Rabbi Kahn met an IDF soldier who on her day off, comes to volunteer, packing and delivering food to people. Another volunteer had just lost her sister in a shooting. “These people are going through difficult times, but they still are volunteering,” Kahn said.
But unsurprisingly, in the midst of tragedy, schoolchildren are the most obvious losers. Most, but not all, schools are shuttered.
For the luckier youngsters, “it is how however many children will fit into a bomb shelter,” Kahn said. “A hundred want to enter, but there is only room for 20. In other cases, there only is room for eight. There are schools where they will take one group of students for half a day, and a different group for the other half of the day.”
In Beersheba, at a hospital filled with terror victims, the rabbis were shocked and saddened again to encounter what Kahn called “just regular people” suffering massive physical losses. Victims who had lost their legs in bombings were a repeated sight.
The rabbis met a man who was driving to Mincha when Hamas struck. When he stepped out of his car to flee to shelter. “His wife was there. His kids were there. His brother was there. Now this whole extended family – their lives were changed forever because of the rockets.”

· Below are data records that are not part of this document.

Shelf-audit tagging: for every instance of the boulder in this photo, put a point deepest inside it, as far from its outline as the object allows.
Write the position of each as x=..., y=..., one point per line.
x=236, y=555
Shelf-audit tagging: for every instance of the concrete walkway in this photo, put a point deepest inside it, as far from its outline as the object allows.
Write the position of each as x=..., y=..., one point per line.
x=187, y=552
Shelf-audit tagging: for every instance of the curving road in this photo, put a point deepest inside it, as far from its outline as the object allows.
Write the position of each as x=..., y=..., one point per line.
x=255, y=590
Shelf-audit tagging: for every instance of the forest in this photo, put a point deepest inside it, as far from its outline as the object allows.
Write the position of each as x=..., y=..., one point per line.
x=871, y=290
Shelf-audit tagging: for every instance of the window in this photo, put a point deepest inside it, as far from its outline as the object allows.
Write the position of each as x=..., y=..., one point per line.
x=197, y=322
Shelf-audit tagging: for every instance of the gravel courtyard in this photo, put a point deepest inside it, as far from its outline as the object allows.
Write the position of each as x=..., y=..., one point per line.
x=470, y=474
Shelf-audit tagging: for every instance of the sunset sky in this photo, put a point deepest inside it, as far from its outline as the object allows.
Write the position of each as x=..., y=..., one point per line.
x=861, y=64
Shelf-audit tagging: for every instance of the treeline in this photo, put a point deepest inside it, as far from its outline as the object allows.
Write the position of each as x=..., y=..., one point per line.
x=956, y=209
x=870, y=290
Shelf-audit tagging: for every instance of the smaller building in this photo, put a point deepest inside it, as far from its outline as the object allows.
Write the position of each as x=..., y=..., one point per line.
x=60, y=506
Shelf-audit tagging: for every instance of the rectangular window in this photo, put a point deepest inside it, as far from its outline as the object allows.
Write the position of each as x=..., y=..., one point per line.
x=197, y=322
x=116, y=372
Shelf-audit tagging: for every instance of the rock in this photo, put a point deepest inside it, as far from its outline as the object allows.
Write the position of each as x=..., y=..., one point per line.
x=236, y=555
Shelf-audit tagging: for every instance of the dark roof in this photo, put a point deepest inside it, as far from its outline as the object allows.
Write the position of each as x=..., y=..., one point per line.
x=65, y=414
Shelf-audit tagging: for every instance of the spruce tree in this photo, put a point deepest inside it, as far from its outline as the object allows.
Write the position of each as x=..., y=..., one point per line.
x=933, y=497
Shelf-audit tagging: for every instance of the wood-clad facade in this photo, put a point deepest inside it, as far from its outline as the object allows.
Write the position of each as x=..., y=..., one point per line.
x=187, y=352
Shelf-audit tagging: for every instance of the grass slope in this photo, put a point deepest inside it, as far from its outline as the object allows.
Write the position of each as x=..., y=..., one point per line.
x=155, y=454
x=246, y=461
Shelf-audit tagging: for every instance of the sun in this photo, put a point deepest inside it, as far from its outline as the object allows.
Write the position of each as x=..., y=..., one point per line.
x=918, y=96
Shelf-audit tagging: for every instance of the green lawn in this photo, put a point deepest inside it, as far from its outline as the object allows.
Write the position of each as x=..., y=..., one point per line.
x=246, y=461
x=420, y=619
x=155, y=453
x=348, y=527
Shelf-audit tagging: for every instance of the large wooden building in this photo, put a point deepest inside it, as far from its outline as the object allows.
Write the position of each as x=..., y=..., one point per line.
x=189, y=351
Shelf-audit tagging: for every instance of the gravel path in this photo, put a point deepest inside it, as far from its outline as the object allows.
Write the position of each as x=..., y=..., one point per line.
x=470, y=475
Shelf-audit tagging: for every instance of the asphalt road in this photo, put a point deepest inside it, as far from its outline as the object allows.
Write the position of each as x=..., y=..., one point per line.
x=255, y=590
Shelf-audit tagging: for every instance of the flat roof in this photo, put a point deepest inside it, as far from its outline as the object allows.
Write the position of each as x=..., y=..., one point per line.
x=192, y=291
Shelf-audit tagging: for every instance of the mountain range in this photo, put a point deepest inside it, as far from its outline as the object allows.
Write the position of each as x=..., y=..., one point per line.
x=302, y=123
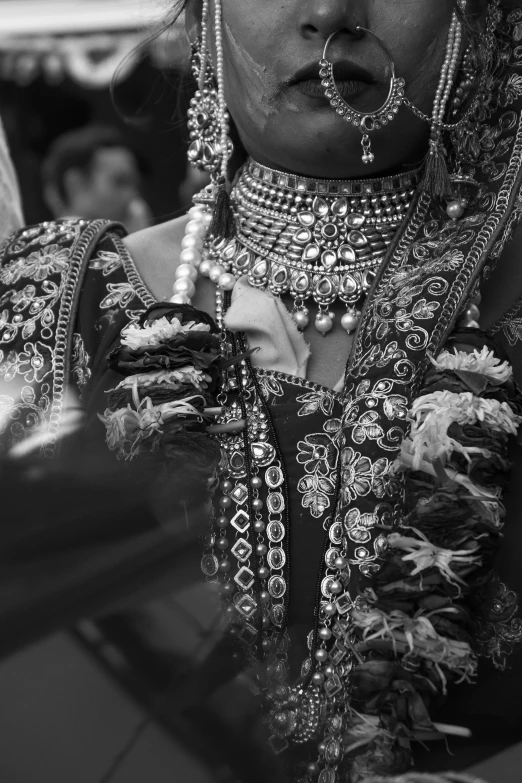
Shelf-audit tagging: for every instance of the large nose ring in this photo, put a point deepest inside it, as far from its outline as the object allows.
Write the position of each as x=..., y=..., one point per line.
x=366, y=122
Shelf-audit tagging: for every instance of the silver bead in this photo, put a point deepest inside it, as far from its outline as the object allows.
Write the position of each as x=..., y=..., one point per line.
x=190, y=255
x=184, y=286
x=323, y=323
x=205, y=267
x=455, y=210
x=473, y=313
x=186, y=270
x=227, y=281
x=350, y=320
x=215, y=273
x=301, y=319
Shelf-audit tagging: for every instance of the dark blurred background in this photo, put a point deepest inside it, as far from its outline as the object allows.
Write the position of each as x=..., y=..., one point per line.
x=57, y=61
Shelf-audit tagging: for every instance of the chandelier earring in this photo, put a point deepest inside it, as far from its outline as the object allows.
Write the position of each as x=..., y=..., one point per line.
x=366, y=122
x=208, y=119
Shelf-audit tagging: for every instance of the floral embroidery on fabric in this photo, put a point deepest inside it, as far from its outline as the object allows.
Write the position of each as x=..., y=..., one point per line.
x=120, y=294
x=80, y=362
x=356, y=475
x=106, y=261
x=316, y=401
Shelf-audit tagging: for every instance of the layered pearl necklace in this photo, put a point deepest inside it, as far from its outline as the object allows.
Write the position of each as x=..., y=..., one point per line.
x=319, y=240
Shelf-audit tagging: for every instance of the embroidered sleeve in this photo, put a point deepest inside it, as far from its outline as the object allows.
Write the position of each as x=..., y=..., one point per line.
x=53, y=320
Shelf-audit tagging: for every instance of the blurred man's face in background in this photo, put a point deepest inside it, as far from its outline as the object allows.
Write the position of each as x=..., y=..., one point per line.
x=109, y=187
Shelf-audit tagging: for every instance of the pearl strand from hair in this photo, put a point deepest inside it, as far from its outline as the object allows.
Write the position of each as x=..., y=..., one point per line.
x=220, y=77
x=204, y=38
x=192, y=261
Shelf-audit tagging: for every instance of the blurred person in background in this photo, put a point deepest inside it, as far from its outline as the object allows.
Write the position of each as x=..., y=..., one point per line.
x=91, y=173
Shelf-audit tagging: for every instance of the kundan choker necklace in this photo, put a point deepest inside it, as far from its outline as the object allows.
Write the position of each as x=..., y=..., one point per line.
x=316, y=240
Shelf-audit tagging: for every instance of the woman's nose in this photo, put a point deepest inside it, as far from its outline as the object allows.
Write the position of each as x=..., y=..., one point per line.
x=320, y=18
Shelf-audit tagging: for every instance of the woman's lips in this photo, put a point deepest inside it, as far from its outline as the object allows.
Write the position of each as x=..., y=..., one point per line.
x=347, y=88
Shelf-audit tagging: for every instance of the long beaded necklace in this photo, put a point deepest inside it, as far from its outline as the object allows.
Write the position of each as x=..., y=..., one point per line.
x=290, y=231
x=319, y=240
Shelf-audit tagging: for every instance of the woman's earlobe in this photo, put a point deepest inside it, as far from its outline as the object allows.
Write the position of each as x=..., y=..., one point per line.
x=193, y=19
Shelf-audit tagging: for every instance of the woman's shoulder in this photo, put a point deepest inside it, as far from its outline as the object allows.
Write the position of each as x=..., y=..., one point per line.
x=155, y=252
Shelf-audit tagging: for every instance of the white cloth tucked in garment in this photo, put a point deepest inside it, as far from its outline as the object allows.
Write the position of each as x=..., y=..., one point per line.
x=270, y=328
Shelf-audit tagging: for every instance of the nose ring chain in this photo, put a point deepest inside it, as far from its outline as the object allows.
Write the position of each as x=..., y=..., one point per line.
x=366, y=122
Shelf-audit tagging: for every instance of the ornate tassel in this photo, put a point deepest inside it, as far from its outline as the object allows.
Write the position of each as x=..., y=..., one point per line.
x=436, y=180
x=222, y=225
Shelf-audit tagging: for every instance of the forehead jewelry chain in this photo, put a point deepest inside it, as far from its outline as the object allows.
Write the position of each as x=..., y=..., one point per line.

“There is more to do. Here in America, we cannot say ‘I gave $100 to charity, and I have done my part’ or ‘I bought 100 flashlights on Amazon, and I am done.’” – Rabbi Yanky Kahn
He acknowledged that war in-person “looked a lot more real than I knew before I left.” The Chabad of the Valley rabbi said the trip to the war zone “was only the beginning. There is more to do. Here in America, we cannot say ‘I gave $100 to charity, and I have done my part’ or ‘I bought 100 flashlights on Amazon, and I am done.’” This is war, he said “for every Jew around the world. It can happen in Russia. It can happen in Studio City. It is happening. We have to do a lot of prayers, and a lot of acts of goodness and kindness.”
When Rabbi Kahn walked to the Western Wall on Shabbos, he passed a scene that once would have shocked him – a hotel had become an emergency home for displaced families. Finally, he related a scene encountered on the way back to Los Angeles.
“We met two women from Encino where there is a kosher restaurant called Sassi. One woman was by the [music] festival with her father, a party of eight. Her father got shot.” A Druze man came by and said ‘they’re coming to shoot you, they’re coming to shoot you.’ All of them ran into a bunker. and when Hamas came, the Druze man said in Arabic to the terrorists, ‘Leave them alone. They are my family.’ He was attacked, but no one knows what ever happened to him.” About 30 people were in the bunker. “When the terrorists came, “they were shooting at everyone and throwing grenades. The woman survived by putting her father’s dead body on top of her. She took the jewelry off the dead bodies so the Arabs would not see and steal it. She told her husband to lie quietly. “She took blood from people who had been on top of her and other dead bodies and sprayed it on her. “She laid there for seven hours. Every half hour, the terrorists would come by and shoot, making sure everyone was dead. After seven hours, she heard a father calling out for his daughter. Then she knew it was safe to go out. Of the party of eight, only four survived. The woman had been shot in the leg, and when she went to a hospital, they told her they had no time to take care of her injury because it was not life threatening. She went to a different hospital. “That woman,” Kahn said, “was the daughter of the owner of Sassi.”
Finally, the rabbi said a central lesson from the trip was “Israel’s pain is our pain.”